If you are going to add the server to an existing domain you would need to supply the necessary credentials at this time if an account for the server hadn't already been created.
If you choose to add the server to a workgroup you need only to supply the name of the workgroup.
This is the final interactive step. The Setup program will continue for a few more minutes on its own. Once it has completed, the setup program will reboot the server and upon restart it will await user input at the logon screen.
The Configure Your Server Wizard appears on the screen the
first time you log on locally to the server with the administrator account.
You can enable the Configure Your Server Wizard to finish installing optional components that you chose during setup or add additional components as well. There are options to configure domain controllers or member servers, file servers, print servers, Web and media servers, application servers, and networking and communications servers, all through this wizard.
After clicking NEXT on the Wizard Welcome screen, you are
brought to the Preliminary Steps screen, shown below, where
you can read over some of the steps that you should have
Once you continue past the network detection screen (shown below), you will arrive at the Server Role screen.
From this screen you can set up specific services that you wish to host from your Windows .NET Standard Server.
For this walkthrough I have selected to set up a web server via Internet Information Services 6.0 by highlighting it and selecting NEXT.
The next screen will prompt me as to whether I wish to install the Web user interface for Web server administration. I elected to do so and clicked NEXT to continue.
Setup performs the selections I chose from the Configure Your Server Wizard screen and shows a summary screen when the process is complete. I selected FINISH to close the window.
One of the first things you'll notice that's different in the Windows .NET Server family of servers is that everything on them is disabled or not configured by default, which is a huge departure from times past.
For example, when you go to launch the IIS6 MMC for the first time after the installation of the web service, the first thing to appear is the Web Server Security Lockdown Wizard.

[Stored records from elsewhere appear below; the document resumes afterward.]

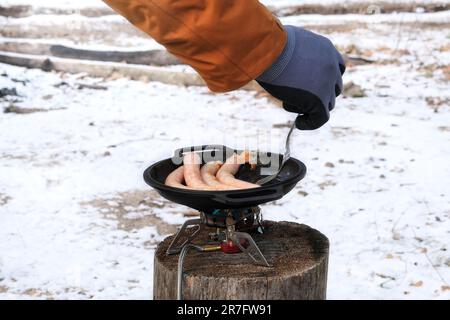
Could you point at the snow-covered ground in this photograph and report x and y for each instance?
(77, 220)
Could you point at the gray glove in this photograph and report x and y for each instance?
(306, 77)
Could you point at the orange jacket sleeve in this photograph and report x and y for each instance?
(228, 42)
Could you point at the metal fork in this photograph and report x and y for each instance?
(286, 156)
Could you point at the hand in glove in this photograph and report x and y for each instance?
(306, 77)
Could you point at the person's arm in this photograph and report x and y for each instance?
(228, 42)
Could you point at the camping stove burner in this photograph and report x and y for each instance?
(231, 235)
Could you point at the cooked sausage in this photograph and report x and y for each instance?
(192, 174)
(226, 173)
(208, 172)
(176, 178)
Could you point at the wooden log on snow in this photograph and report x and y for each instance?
(298, 253)
(108, 69)
(148, 57)
(144, 57)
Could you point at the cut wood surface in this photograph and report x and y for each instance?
(299, 255)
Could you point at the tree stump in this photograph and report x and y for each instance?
(298, 253)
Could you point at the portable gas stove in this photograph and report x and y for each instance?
(230, 236)
(233, 213)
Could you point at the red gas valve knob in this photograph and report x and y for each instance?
(227, 246)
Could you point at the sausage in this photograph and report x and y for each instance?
(176, 178)
(192, 174)
(208, 173)
(226, 173)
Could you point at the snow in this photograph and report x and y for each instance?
(78, 222)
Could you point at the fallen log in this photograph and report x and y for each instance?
(144, 57)
(108, 69)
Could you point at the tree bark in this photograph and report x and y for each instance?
(298, 253)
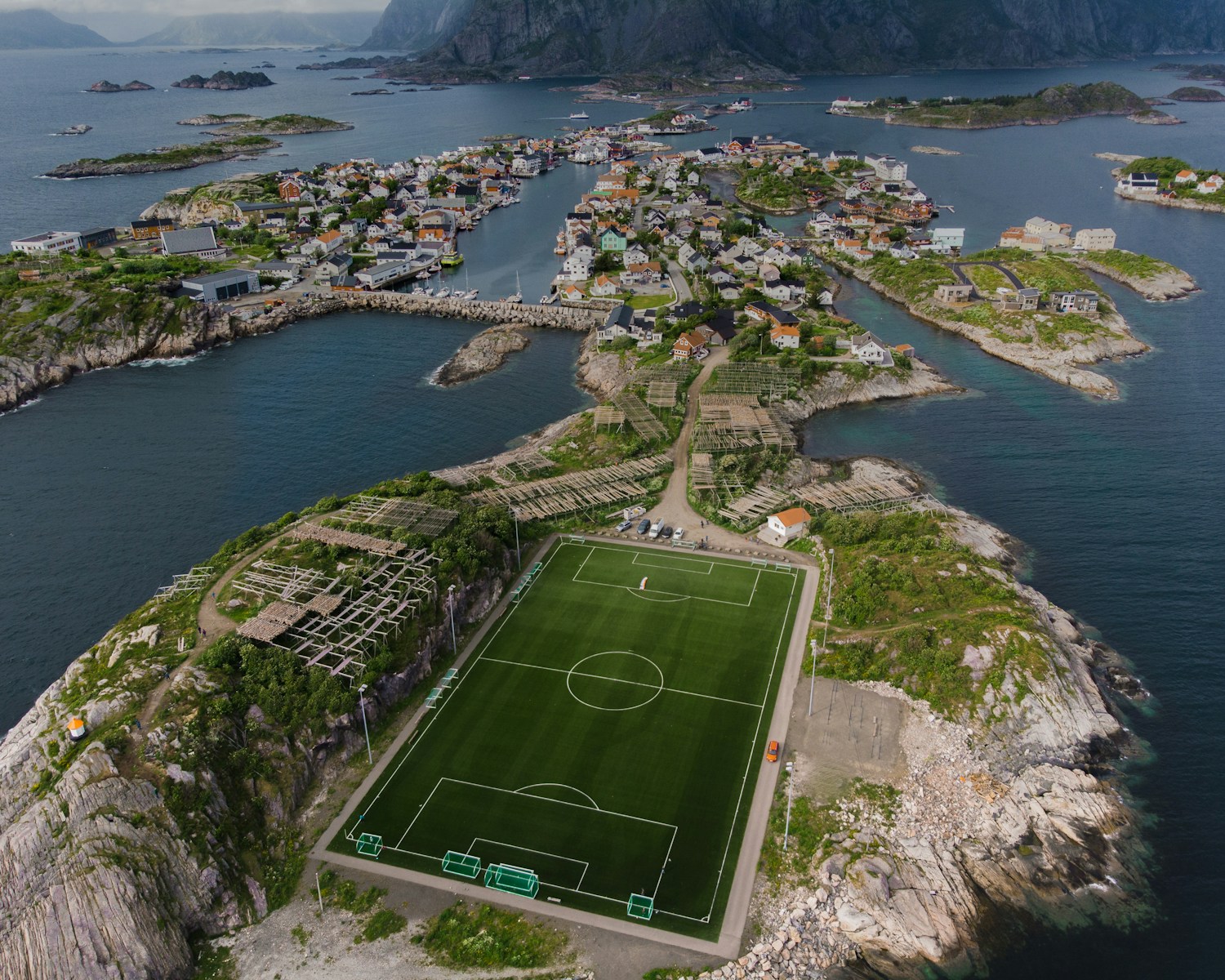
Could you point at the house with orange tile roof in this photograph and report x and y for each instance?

As you can see in the next image below, you are given the option to CHOOSE whether the web service (via the HTTP: setting) should start automatically when the server starts or if it should wait for manual intervention.
You will also note that we got just what we asked for -- Web server services only from IIS6. There is no FTP, no SMTP and no NNTP because these were not selected at the time of our initial installation.
You'll also note in the image below that the only request handler that is enabled by default is Active Server Pages. Everything else is disabled by not having a configuration setting.
After continuing from here the tool makes these settings final and displays a summary on the completion screen where you can select FINISH to exit.